For Localization Studies:

• Co-localization Controls:

  • Include established markers for mitochondria

  • Test multiple mitochondrial compartment markers

  • Use super-resolution microscopy for precise localization

• Fractionation Controls:

  • Verify purity of mitochondrial fractions

  • Include markers for all major cellular compartments

  • Confirm results with orthogonal methods

These control experiments are particularly important for uncharacterized proteins, where the risk of misattributing functions is higher due to the lack of prior knowledge to guide experimental design and interpretation.

How might emerging technologies accelerate the functional characterization of proteins like C27B12.07?

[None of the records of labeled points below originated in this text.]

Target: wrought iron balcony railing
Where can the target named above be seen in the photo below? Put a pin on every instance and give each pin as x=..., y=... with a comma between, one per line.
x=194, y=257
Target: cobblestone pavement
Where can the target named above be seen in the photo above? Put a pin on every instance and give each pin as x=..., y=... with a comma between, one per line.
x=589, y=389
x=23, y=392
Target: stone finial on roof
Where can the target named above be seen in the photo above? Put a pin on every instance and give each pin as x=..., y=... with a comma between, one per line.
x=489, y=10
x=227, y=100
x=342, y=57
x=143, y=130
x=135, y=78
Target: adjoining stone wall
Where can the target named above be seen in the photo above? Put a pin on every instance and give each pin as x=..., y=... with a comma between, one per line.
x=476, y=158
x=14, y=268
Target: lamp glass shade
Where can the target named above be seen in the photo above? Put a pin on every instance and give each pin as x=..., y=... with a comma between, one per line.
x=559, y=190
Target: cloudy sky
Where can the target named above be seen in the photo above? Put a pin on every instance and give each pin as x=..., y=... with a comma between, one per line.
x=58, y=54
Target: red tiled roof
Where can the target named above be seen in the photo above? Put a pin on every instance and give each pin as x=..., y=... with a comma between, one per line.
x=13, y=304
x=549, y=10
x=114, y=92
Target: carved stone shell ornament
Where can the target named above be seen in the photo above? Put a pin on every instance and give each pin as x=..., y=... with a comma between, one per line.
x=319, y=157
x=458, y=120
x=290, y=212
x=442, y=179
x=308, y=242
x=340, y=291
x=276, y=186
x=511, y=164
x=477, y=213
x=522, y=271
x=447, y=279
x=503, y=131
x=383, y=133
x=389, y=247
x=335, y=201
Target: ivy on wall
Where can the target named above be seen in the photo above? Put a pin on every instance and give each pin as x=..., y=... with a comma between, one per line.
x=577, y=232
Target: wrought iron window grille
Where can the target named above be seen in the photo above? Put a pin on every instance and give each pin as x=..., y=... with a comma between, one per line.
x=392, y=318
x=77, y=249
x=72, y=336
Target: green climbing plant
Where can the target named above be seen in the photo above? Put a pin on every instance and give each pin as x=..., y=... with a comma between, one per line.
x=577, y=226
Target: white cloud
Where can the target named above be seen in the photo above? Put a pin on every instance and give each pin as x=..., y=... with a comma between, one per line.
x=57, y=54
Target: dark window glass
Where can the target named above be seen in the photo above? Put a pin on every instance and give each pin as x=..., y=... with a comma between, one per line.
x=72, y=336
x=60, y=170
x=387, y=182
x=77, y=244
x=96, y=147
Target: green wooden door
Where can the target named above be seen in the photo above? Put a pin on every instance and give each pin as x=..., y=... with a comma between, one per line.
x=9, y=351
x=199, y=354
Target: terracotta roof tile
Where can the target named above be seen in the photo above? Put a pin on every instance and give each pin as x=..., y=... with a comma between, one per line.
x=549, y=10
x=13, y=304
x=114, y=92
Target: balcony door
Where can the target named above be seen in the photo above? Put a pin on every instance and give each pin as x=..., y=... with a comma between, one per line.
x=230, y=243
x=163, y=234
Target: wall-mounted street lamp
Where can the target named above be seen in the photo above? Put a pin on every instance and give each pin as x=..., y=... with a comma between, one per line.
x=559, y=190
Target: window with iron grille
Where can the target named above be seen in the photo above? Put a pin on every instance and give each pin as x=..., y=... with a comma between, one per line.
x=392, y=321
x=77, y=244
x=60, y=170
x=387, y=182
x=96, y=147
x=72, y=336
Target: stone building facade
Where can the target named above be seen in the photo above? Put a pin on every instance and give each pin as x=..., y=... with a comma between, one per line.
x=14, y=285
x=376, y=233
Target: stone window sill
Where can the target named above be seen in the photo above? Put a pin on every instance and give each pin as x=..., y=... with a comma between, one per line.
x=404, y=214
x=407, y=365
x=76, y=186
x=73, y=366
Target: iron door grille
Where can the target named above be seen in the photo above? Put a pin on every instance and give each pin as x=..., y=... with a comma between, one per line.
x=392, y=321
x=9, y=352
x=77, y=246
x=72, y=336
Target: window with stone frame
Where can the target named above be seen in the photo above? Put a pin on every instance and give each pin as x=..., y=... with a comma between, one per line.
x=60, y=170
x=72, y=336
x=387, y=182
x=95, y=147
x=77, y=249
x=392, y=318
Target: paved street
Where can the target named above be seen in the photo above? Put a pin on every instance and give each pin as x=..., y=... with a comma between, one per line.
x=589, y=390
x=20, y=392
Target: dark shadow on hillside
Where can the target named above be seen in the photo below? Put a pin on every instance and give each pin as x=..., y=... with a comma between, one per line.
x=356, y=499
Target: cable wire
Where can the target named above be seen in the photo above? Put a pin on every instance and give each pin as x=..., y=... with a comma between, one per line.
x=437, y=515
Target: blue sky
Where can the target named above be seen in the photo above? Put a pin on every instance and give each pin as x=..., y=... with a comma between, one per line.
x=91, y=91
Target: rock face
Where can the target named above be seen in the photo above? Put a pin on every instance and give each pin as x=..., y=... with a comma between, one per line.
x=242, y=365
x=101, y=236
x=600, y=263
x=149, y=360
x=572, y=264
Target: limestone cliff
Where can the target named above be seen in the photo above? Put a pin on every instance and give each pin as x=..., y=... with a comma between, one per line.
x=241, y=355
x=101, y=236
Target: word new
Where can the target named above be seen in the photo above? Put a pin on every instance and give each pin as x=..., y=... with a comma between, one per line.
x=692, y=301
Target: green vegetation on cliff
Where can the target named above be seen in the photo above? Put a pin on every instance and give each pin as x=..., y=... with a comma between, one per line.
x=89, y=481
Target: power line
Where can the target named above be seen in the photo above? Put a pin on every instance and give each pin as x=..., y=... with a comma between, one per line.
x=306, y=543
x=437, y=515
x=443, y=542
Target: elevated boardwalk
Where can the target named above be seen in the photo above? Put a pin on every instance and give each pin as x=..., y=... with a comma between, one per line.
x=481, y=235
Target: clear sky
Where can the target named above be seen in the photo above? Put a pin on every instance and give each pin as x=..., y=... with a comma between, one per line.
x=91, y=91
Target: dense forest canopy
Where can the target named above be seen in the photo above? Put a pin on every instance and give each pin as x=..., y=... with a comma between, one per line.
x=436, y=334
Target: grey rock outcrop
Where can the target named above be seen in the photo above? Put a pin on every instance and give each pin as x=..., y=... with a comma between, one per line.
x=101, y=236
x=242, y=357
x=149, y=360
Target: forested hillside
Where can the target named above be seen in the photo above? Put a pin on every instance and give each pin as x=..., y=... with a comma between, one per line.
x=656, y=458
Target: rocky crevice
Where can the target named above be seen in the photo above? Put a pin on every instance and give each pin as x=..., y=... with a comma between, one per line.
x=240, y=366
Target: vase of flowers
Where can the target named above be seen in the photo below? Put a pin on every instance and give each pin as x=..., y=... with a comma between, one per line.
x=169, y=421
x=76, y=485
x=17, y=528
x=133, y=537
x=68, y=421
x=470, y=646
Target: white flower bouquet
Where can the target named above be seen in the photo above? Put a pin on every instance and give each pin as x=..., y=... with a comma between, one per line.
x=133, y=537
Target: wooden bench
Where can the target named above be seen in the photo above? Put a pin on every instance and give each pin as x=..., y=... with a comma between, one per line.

Several cutting-edge technologies are poised to dramatically accelerate the characterization of uncharacterized proteins like C27B12.07:

Structural Biology Advances:

• AI-Powered Structure Prediction:

  • AlphaFold2 and RoseTTAFold for accurate structural models

  • Structure-based function prediction

  • Virtual screening against predicted structures

• Cryo-EM Improvements:

  • Single-particle analysis of smaller proteins

  • Tomography for in situ structural determination

  • Improved membrane protein structure determination

Genetic Engineering Technologies:

• CRISPR-Based Approaches:

  • Base editing for precise mutations without DSBs

  • Prime editing for targeted sequence alterations

  • CRISPRi/CRISPRa for conditional regulation

• High-Throughput Mutagenesis:

  • Deep mutational scanning of entire proteins

  • Multiplexed functional assays

  • Machine learning integration for mutation effect prediction

Single-Cell Technologies:

• Single-Cell Proteomics:

  • High-sensitivity protein detection

  • Spatial proteomics for localization

  • Cell-to-cell variability analysis

• Multi-omics Integration:

  • Correlated transcriptome-proteome-metabolome analysis

  • Single-cell multi-omics for pathway elucidation

  • Systems biology modeling of protein function

Implementation Timeline:

For membrane proteins like C27B12.07, advances in native mass spectrometry, lipid nanodisc technologies, and improved membrane protein crystallization methods will be particularly valuable for functional characterization.